The semantic conception of truth, which is related in different ways to both the correspondence and deflationary conceptions, is due to work published by Polish logician Alfred Tarski in the 1930s. Tarski, in "On the Concept of Truth in Formal Languages", attempted to formulate a new theory of truth in order to resolve the liar paradox. In the course of this he made several metamathematical discoveries, most notably Tarski's undefinability theorem using the same formal technique as Kurt Gödel used in his incompleteness theorems. Roughly, this states that a truth-predicate satisfying convention-T for the sentences of a given language cannot be defined *within* that language.

TARSKI'S THEORY

To formulate linguistic theories without semantic paradoxes like the liar paradox, it is generally necessary to distinguish the language that one is talking about (the object language) from the language that one is using to do the talking (the metalanguage). In the following, quoted text is use of the object language, while unquoted text is use of the metalanguage; a quoted sentence (such as "P") is always the metalanguage's name for a sentence, such that this name is simply the sentence P rendered in the object language. In this way, the metalanguage can be used to talk about the object language; Tarski demanded that the object language be contained in the metalanguage.

Tarski's *material adequacy condition*, also known as *Convention T*, holds that any viable theory of truth must entail, for every sentence "P", a sentence of the following form (known as "form (T)"):

(1) "P" is true if, and only if, P.

For example,

(2) 'snow is white' is true if and only if snow is white.

These sentences (1 and 2, etc.) have come to be called the "T-sentences". The reason they look trivial is that the object language and the metalanguage are both English; here is an example where the object language is German and the metalanguage is English:

(3) 'Schnee ist weiß' is true if and only if snow is white.

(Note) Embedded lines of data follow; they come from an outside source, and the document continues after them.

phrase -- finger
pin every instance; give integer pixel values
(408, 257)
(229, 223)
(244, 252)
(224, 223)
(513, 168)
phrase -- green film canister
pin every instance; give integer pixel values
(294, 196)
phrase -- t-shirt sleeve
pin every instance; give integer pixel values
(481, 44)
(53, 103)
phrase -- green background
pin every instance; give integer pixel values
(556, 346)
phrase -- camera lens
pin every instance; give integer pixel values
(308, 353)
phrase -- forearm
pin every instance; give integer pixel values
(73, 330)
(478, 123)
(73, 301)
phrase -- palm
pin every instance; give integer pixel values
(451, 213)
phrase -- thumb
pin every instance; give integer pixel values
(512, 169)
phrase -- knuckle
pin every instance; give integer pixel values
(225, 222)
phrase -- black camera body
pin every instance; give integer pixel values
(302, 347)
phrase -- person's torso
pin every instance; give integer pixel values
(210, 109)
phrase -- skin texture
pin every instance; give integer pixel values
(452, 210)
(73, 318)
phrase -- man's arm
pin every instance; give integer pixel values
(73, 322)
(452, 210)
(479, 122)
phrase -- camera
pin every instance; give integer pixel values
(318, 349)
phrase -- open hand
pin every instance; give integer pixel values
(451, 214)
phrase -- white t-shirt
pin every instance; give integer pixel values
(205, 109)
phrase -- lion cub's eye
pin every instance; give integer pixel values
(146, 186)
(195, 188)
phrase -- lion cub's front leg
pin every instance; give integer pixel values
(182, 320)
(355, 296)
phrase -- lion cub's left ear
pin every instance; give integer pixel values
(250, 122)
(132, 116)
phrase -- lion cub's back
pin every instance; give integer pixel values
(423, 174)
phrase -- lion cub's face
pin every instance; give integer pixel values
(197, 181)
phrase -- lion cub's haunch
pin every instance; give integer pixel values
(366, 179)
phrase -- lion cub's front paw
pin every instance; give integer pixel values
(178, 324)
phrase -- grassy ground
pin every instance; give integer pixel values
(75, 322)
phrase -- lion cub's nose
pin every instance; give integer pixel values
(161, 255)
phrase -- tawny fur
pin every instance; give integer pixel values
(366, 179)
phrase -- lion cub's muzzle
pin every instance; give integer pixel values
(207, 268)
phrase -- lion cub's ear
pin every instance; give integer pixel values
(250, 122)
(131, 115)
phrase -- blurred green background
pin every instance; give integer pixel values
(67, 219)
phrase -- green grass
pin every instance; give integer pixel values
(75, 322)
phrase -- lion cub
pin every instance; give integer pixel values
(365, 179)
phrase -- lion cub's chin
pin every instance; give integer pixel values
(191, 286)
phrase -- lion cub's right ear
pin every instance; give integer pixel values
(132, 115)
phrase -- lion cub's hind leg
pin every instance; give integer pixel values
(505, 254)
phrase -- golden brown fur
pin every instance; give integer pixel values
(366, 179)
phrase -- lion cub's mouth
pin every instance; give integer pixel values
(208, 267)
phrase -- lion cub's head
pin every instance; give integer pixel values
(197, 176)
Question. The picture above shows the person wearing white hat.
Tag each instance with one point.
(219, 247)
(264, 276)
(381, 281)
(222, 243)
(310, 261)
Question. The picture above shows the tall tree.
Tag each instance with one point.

It is important to note that as Tarski originally formulated it, this theory applies only to formal languages. He gave a number of reasons for not extending his theory to natural languages, including the problem that there is no systematic way of deciding whether a given sentence of a natural language is well-formed, and that a natural language is closed (that is, it can describe the semantic characteristics of its own elements). But Tarski's approach was extended by Davidson into an approach to theories of meaning for natural languages, which involves treating "truth" as a primitive, rather than a defined concept. (See truth-conditional semantics.)

Tarski developed the theory to give an inductive definition of truth as follows.

For a language L containing ¬ ("not"), ∧ ("and"), ∨ ("or"), ∀ ("for all"), and ∃ ("there exists"), Tarski's inductive definition of truth looks like this:

(1) "A" is true if, and only if, A.

(2) "¬A" is true if, and only if, "A" is not true.

(3) "A∧B" is true if, and only if, A and B.

(4) "A∨B" is true if, and only if, A or B or (A and B).

(5) "∀x(Fx)" is true if, and only if, every object x satisfies the sentential function F.

(6) "∃x(Fx)" is true if, and only if, there is an object x which satisfies the sentential function F.

These explain how the truth conditions of *complex* sentences (built up from connectives and quantifiers) can be reduced to the truth conditions of their constituents. The simplest constituents are atomic sentences. A contemporary semantic definition of truth would define truth for the atomic sentences as follows:

An atomic sentence F(x1,...,xn) is true (relative to an assignment of values to the variables x1, ..., xn)) if the corresponding values of variables bear the relation expressed by the predicate F.

Tarski himself defined truth for atomic sentences in a variant way that does not use any technical terms from semantics, such as the "expressed by" above. This is because he wanted to define these semantic terms in terms of truth, so it would be circular were he to use one of them in the definition of truth itself. Tarski's semantic conception of truth plays an important role in modern logic and also in much contemporary philosophy of language. It is a rather controversial matter whether Tarski's semantic theory should be counted either as a correspondence theory or as a deflationary theory.